The Supplementary Protocol, which provides for response measures in the event of damage from living modified organisms, moved closer to such a noteable achievement when the Central African Republic deposited its instrument of ratification on Thursday, June 15, 2017, thereby becoming the 39th Party to the treaty.
The Protocol will enter into force on the 19th day after the deposit of the 40th instrument of ratification, accession, acceptance or approval.
Adopted as a supplementary agreement to the Cartagena Protocol on Biosafety, the Supplementary Protocol aims to contribute to the conservation and sustainable use of biodiversity by providing international rules and procedures in the field of liability and redress relating to living modified organisms.
Dr.

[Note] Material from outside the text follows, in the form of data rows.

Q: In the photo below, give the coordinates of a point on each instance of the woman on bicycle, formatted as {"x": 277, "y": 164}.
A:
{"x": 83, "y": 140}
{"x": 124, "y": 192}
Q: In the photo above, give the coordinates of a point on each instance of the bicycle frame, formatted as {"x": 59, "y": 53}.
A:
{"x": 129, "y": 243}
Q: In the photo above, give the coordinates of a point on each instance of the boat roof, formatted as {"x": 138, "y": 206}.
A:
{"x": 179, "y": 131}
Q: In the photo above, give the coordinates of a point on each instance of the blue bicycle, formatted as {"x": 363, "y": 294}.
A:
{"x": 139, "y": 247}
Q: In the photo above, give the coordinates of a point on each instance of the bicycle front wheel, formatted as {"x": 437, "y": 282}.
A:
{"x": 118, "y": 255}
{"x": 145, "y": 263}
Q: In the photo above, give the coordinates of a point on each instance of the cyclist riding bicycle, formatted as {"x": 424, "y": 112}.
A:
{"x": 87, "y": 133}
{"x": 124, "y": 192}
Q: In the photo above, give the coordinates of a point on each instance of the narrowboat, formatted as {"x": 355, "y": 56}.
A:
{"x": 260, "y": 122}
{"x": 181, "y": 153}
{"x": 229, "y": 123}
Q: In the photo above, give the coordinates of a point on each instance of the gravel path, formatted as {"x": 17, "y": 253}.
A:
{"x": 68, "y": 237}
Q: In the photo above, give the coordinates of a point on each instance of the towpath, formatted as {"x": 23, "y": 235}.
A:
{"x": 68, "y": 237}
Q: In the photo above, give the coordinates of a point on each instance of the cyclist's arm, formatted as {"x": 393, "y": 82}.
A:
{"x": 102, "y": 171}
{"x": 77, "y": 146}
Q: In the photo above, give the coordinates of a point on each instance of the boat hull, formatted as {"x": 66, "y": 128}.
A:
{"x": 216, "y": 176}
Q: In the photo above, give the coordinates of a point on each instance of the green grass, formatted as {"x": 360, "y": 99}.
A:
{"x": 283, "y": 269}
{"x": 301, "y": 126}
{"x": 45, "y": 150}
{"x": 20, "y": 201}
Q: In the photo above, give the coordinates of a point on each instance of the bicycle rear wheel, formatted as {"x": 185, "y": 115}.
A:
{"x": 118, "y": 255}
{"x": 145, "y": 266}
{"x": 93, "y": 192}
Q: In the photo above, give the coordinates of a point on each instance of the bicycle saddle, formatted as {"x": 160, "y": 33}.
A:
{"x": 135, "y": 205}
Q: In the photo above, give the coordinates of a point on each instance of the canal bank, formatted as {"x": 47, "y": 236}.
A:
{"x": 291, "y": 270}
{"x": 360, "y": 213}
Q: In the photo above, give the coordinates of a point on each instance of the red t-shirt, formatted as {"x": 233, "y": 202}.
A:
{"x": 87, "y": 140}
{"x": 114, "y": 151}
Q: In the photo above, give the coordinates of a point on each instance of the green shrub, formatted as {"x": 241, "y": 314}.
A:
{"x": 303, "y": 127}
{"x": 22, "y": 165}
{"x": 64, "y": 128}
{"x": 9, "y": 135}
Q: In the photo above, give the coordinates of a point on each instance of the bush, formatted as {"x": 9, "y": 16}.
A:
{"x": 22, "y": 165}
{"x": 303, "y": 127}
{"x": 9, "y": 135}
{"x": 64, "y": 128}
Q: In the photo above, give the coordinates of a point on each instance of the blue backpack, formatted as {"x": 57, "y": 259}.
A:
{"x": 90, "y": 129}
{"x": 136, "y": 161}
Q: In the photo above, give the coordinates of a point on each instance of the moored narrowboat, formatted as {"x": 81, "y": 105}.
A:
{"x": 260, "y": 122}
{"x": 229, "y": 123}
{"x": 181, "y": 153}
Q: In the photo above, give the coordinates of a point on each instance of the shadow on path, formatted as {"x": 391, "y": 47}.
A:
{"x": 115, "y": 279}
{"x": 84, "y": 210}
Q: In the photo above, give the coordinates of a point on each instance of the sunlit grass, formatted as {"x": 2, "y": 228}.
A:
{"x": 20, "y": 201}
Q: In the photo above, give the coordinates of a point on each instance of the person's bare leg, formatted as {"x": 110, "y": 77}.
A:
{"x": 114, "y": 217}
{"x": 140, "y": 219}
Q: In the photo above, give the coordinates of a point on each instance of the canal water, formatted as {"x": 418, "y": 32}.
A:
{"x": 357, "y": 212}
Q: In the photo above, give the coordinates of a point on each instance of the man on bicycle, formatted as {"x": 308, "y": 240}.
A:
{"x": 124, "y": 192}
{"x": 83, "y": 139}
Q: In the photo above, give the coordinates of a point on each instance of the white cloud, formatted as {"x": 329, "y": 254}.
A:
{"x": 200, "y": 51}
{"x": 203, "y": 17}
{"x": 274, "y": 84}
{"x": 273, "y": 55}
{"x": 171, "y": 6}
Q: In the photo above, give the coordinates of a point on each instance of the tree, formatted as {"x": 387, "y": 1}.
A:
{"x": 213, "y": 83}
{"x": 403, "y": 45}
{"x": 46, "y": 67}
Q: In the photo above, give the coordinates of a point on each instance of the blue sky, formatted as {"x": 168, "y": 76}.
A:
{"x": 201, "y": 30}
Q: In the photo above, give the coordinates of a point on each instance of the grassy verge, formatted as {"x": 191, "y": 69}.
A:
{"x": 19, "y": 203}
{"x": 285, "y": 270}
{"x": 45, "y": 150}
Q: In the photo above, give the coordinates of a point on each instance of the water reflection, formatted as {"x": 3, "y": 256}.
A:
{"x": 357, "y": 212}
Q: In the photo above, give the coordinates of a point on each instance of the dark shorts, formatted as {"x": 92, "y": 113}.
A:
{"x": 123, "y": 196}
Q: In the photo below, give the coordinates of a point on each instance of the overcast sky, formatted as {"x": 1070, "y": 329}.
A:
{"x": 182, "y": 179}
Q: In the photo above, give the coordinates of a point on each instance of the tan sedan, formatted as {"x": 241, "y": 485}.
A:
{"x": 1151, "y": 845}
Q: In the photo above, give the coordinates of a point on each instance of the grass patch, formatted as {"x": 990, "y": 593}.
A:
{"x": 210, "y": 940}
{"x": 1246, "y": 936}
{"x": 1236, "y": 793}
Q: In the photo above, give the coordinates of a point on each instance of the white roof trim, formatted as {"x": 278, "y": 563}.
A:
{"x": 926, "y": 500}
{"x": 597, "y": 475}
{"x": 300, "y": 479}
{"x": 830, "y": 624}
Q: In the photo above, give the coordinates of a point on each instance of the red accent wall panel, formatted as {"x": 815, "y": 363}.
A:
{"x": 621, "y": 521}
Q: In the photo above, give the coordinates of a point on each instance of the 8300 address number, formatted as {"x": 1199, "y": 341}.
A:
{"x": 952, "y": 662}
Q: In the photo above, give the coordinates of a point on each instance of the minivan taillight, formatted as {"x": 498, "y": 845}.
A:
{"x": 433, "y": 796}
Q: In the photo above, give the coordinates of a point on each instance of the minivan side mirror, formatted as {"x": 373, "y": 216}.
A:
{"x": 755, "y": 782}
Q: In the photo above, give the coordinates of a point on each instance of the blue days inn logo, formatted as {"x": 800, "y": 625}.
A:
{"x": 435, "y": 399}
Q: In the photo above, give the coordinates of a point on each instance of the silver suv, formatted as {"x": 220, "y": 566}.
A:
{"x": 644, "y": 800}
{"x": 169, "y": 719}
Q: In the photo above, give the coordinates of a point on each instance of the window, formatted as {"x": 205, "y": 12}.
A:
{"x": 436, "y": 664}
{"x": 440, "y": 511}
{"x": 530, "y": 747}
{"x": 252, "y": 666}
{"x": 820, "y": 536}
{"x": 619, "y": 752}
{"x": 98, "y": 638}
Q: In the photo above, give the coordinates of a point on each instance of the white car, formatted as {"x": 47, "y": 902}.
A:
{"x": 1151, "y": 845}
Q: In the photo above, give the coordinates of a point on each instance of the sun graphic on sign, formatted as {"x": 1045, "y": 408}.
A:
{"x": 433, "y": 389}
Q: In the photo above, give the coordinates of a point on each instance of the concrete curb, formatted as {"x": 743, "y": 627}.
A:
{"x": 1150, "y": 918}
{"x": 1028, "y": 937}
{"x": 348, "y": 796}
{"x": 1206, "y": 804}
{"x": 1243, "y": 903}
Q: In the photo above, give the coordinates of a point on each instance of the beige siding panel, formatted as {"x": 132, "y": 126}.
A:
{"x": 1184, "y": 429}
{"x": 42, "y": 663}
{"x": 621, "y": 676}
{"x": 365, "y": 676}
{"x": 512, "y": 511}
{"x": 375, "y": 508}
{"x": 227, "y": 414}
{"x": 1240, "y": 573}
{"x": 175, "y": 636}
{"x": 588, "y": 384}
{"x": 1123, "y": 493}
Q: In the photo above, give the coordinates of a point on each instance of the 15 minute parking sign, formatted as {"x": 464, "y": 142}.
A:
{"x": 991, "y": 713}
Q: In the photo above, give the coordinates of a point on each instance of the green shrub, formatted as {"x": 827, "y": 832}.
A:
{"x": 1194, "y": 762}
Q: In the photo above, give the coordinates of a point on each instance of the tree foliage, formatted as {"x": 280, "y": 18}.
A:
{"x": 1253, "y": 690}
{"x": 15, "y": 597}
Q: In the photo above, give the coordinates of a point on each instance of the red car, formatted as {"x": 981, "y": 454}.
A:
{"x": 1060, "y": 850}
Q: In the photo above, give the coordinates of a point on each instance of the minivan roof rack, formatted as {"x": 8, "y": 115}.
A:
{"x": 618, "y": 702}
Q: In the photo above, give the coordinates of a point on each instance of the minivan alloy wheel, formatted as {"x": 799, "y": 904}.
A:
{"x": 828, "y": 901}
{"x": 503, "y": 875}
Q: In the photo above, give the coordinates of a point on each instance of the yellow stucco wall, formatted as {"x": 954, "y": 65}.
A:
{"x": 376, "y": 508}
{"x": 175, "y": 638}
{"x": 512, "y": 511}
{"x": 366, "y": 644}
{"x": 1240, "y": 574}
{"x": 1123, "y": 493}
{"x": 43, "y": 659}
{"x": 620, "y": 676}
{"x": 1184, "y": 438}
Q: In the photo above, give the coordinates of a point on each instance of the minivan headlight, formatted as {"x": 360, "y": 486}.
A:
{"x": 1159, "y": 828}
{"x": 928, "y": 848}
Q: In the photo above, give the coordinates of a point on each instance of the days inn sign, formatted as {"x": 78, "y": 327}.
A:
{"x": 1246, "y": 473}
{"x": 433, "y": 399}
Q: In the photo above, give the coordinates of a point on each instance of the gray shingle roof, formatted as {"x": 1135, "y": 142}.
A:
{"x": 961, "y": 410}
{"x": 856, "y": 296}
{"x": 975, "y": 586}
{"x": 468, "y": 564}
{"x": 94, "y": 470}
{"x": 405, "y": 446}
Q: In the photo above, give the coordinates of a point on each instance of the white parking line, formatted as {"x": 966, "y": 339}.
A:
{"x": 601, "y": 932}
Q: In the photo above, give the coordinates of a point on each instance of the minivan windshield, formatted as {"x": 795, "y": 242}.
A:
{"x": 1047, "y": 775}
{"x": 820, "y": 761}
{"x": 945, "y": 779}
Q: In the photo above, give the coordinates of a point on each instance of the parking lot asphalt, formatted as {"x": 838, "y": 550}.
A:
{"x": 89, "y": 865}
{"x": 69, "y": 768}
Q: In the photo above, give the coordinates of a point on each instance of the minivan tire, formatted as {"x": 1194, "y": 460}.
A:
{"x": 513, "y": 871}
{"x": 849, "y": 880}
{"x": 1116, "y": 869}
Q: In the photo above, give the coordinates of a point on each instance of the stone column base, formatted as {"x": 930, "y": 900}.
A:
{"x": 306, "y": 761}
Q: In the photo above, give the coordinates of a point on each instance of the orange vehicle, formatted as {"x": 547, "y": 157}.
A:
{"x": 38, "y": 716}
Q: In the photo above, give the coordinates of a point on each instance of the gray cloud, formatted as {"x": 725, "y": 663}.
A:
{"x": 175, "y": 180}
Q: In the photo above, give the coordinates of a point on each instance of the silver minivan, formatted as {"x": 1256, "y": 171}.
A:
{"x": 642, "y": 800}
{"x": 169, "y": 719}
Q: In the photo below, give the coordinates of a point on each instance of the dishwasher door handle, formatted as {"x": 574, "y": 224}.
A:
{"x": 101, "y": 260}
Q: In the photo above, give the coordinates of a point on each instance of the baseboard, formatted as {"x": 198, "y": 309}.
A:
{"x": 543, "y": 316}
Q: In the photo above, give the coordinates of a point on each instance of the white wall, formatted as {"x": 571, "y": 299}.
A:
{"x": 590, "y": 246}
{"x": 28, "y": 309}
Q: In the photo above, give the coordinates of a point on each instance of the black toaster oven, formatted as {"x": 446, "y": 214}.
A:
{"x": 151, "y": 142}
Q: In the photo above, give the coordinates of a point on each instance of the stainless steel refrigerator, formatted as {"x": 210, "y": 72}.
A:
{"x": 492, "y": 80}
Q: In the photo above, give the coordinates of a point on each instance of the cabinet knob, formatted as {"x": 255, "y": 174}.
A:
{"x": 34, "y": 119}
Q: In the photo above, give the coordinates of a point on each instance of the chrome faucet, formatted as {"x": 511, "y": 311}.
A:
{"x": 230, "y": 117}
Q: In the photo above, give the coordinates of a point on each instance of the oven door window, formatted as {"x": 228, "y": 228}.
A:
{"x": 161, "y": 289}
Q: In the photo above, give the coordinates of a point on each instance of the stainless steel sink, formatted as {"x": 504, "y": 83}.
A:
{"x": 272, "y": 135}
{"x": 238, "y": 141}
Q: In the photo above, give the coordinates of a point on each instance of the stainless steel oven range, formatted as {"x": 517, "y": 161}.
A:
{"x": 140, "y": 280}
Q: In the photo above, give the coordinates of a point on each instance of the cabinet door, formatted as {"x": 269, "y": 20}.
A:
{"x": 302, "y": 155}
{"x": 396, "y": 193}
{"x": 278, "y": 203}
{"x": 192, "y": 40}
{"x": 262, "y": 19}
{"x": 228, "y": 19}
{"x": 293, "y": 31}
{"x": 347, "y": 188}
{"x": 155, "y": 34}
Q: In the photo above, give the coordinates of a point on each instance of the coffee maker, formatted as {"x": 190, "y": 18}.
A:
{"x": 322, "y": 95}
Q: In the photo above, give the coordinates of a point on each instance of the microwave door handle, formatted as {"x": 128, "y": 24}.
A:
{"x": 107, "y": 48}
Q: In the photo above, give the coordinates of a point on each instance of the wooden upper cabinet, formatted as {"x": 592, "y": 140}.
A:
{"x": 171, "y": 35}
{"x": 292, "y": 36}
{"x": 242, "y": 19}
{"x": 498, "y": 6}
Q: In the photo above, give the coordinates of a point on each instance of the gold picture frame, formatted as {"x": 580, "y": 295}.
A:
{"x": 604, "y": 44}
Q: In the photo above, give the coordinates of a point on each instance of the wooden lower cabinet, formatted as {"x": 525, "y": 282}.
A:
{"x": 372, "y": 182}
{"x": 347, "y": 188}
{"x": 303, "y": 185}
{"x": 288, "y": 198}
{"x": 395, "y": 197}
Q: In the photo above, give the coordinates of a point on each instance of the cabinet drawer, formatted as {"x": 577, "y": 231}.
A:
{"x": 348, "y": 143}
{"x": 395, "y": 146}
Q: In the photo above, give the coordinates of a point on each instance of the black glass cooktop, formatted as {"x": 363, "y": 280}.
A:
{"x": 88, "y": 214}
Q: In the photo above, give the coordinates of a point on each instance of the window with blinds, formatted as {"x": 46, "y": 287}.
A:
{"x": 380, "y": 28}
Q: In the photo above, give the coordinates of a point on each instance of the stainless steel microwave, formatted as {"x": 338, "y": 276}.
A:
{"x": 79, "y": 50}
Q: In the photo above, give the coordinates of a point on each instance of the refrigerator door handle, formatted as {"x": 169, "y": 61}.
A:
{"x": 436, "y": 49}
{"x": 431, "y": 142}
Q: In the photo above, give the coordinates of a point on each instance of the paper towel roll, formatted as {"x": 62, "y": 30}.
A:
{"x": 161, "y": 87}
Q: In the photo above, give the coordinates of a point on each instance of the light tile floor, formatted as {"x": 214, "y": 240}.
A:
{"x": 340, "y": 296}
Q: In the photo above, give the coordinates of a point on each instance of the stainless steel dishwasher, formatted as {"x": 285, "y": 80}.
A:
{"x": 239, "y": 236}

Cristiana Paşca Palmer, Executive Secretary of the CBD, said: “The ratification by the Central African Republic brings us very close to the entry into force of this important instrument. I urge all Parties to the Biosafety Protocol that have yet to do so to ratify the Supplementary Protocol as soon as possible. I also urge Parties to the Biodiversity Convention that have not yet done so to ratify the Biosafety Protocol so that they can also become Parties to the Supplementary Protocol.”
The Secretariat says it is developing capacity-building materials and undertaking a range of awareness-raising activities to expedite the entry into force and implementation of the Supplementary Protocol.